The S&P 500's 21.4x forward earnings multiple has even typically bullish strategists warning that a pullback may be overdue after the index's strong first-half run.
The S&P 500's 21.4x forward earnings multiple has even typically bullish strategists warning that a pullback may be overdue after the index's strong first-half run.

The S&P 500 enters the second half at 21.4 times estimated 2026 earnings, prompting even typically bullish strategists to warn of a pullback.
"At 21.4 times estimated 2026 earnings and 18.5 times 2027 estimates, stocks are not cheap," said Bill Stone, a senior investment strategist and Forbes contributor. "Higher valuations are a headwind for further stock gains."
Last week's selloff was concentrated in AI and technology names, with the Magnificent 7 underperforming while the average stock gained 1.6%, according to Forbes. The iShares Future AI and Tech ETF remains up more than 50% year to date despite falling 10.4% from its peak.
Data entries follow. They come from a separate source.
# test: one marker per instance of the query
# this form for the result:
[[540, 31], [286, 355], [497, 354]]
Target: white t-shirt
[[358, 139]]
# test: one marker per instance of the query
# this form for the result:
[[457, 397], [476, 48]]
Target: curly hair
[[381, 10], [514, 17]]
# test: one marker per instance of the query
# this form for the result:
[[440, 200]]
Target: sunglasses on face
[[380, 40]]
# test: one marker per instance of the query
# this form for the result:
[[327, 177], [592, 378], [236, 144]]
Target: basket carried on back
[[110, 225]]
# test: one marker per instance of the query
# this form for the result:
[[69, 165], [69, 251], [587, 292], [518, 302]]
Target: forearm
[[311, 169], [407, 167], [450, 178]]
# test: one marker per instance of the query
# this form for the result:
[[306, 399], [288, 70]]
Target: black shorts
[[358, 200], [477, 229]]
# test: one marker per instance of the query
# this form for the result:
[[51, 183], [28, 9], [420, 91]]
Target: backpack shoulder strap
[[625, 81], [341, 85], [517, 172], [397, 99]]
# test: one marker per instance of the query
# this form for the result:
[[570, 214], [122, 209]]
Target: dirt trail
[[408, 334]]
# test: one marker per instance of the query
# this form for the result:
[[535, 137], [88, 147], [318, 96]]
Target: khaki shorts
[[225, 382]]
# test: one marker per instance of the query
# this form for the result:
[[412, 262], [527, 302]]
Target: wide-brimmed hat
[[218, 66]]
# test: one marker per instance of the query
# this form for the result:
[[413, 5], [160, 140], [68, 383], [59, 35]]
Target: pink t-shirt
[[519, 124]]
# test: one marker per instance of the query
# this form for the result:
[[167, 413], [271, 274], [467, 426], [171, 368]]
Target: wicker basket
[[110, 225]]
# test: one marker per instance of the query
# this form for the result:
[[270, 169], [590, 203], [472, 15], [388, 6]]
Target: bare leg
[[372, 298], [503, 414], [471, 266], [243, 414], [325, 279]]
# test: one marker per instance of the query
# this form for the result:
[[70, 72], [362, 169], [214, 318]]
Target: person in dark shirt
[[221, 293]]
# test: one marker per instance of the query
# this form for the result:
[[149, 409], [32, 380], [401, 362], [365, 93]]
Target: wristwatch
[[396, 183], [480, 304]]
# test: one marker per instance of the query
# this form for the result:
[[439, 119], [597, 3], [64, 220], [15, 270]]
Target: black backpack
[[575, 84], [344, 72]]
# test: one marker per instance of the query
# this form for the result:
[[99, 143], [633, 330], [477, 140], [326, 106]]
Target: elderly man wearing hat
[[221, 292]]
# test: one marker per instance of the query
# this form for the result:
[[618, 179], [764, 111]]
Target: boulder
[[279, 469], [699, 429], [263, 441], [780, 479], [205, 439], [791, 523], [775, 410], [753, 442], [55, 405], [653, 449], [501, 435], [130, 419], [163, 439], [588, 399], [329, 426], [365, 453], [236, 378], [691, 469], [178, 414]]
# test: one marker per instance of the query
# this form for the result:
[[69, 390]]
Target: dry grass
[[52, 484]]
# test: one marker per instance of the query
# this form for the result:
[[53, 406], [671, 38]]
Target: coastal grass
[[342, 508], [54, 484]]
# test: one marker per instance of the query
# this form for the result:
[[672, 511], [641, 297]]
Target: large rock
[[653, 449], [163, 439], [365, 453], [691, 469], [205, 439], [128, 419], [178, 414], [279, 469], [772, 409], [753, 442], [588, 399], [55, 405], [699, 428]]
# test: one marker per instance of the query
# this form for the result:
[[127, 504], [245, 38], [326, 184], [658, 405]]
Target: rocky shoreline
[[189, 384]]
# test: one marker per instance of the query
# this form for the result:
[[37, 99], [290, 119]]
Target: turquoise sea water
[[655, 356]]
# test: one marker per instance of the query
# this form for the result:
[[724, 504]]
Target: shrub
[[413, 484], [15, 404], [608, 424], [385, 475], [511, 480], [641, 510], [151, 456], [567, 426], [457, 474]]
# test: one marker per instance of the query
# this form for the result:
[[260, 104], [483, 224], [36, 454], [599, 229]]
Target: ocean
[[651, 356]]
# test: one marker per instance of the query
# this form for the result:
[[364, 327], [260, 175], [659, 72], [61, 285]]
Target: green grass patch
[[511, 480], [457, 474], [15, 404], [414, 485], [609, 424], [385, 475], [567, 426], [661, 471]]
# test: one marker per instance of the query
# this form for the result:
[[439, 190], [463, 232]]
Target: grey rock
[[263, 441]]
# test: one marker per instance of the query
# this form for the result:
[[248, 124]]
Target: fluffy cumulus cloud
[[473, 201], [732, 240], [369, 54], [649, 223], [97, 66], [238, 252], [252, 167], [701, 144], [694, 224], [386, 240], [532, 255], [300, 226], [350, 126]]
The semiconductor sector is still up 37.8% year to date.
The risk is that elevated inflation — running near 4% according to the Cleveland Fed — keeps the Federal Reserve on hold or even hiking through 2026, a scenario that would pressure equity multiples further. The next test comes this week with June payrolls data, where economists expect 118,000 new jobs and the unemployment rate at 4.3%.
The pullback warnings come after a first half that saw the S&P 500 deliver strong returns despite the Iran conflict and oil price spike. Second-quarter GDP growth is expected around 2.5%, and recession odds have fallen to 1-in-10, according to Kalshi betting data cited by Forbes.
But the macro picture carries competing signals. The Cleveland Fed's inflation nowcast shows consumer prices rising at close to 4% year over year, well above the central bank's 2% target. That has shifted rate expectations: a Reuters poll published June 26 showed more than three-quarters of economists expect the Fed to hold rates through 2026, defying earlier market bets on cuts.
Tech-led selloff exposes concentration risk
The rotation away from AI leaders into the broader market was visible in the advance-decline data. The average stock gained 1.6% even as the Magnificent 7 lagged, a pattern that suggests investors are repositioning rather than exiting equities entirely. Micron Technology, which raised its earnings guidance, declined only fractionally last week, while the software sector — down more than 21% year to date — held up well during the tech rout.
Cross-asset pressure builds
The equity market faces headwinds from multiple directions. The U.S. 10-year Treasury yield has remained elevated as inflation expectations stay sticky. Gold fell 3.4% last week and silver dropped 10.5%, while Bitcoin declined 5%, showing that the selloff extended beyond equities. Oil prices have provided some relief, with Brent crude falling to $71.99 a barrel on June 26 from war-driven highs above $110, though fresh U.S.-Iran strikes on June 27 tested the fragile ceasefire.
This article is for informational purposes only and does not constitute investment advice.